Monday, March 23, 2015

Peer Review: David Pollack, Under The Covers



If songwriting can be an experience for the author to cultivate self reflection, to make positive insights and articulate complicated feelings about love, relationships, society, the environment, cats and dogs...you name it; it can also be a vehicle for admitting one's lesser qualities. Usually this falls under the more noble topics of longing, jealousy, or anger, and less often delves into the uglier "I'm sometimes a shitty person and I'm really not proud of these things I'm about to tell you" territory.

In "Under the Covers" David Pollack eats the ice cream and sleeps in too late, things we all harmlessly do, but he also mentions fear, detachment, and more troubling faults that he isn't willing to divulge. The phrase "Under the Covers" is repeated at every turn of the song; yet it doesn't twist or turn Pollack's insights rather than obscure them. The best songs that use metaphors craft their own, and "Under the Covers" isn't necessarily the most inventive.

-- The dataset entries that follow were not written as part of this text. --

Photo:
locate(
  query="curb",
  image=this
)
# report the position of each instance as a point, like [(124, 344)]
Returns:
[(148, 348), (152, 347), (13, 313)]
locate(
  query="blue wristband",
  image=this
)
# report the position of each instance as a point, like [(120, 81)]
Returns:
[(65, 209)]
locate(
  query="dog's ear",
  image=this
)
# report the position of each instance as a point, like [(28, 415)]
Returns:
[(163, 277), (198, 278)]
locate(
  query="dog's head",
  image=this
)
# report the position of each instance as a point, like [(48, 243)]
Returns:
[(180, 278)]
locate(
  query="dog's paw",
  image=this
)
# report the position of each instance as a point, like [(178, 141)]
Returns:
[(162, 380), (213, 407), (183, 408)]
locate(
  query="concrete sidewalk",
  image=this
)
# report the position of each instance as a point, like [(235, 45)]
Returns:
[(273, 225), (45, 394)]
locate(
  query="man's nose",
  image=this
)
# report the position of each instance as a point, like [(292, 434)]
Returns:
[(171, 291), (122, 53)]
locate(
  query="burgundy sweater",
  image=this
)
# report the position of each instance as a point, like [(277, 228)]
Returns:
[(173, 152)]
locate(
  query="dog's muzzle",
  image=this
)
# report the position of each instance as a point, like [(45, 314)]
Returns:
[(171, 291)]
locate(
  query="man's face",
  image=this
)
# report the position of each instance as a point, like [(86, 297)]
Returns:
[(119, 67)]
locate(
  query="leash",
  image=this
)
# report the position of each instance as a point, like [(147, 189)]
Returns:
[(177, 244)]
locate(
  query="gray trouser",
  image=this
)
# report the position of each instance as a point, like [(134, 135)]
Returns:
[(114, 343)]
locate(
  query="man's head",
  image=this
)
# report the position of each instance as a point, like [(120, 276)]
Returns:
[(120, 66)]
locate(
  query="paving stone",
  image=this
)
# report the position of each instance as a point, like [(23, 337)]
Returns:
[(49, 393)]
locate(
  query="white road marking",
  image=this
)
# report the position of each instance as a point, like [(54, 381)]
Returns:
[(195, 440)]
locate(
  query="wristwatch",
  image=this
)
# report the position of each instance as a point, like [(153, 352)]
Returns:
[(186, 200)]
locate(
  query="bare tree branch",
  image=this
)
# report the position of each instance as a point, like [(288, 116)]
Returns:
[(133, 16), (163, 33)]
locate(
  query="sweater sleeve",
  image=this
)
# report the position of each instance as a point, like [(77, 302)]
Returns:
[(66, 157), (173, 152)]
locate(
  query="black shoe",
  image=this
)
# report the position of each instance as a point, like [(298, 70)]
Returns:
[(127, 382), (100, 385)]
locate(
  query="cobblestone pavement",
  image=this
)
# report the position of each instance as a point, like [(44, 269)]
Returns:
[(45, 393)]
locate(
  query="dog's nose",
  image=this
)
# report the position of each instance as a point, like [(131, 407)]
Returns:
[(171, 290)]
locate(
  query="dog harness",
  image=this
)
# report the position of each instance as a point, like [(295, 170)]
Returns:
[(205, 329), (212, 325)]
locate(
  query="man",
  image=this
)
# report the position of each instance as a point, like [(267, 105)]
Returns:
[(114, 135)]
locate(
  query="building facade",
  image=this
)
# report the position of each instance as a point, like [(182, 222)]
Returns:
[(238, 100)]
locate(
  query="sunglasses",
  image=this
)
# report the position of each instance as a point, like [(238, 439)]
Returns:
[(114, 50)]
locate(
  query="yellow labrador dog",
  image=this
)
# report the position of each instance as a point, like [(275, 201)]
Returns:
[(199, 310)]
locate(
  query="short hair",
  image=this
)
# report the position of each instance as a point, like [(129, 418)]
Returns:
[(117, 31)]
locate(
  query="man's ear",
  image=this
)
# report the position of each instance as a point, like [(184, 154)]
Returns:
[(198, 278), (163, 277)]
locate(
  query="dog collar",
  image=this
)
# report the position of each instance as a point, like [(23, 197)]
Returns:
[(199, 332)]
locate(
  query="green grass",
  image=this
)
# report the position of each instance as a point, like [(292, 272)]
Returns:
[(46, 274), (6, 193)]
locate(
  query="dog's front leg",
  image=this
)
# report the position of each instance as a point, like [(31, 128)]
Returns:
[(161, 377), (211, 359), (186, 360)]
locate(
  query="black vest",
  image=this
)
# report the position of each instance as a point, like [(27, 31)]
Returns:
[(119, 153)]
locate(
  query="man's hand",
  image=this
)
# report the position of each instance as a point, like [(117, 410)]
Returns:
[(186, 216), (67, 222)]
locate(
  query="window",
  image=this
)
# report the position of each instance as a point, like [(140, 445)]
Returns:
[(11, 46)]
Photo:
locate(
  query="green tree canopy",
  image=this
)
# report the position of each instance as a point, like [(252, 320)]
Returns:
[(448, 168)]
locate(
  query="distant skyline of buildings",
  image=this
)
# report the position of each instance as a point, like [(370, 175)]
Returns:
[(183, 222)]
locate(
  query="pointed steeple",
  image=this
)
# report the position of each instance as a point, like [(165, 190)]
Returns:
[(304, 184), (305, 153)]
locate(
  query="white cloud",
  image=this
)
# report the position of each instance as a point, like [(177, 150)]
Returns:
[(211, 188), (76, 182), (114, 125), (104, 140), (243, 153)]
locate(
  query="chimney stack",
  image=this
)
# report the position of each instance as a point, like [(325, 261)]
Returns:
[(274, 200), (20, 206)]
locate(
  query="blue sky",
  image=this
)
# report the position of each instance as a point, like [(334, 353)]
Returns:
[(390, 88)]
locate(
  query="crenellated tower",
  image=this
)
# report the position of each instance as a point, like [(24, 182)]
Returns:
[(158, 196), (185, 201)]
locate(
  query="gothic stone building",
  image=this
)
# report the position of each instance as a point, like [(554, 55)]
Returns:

Pollack's warm laid-back voice, solid melodies, and streaming chord sequences are mirrored by the cozy production and flowing instrumentation that is reminiscent of Sea Change era Beck or Tom Wait's Closing Time ballads (both had a knack for balancing the strange and the pedestrian). Pollack's next tune could potentially drift into the odder spaces that "Under the Covers" hints at (either through lyrics or instrumentation or both) while simultaneously existing in the pleasant folk-country.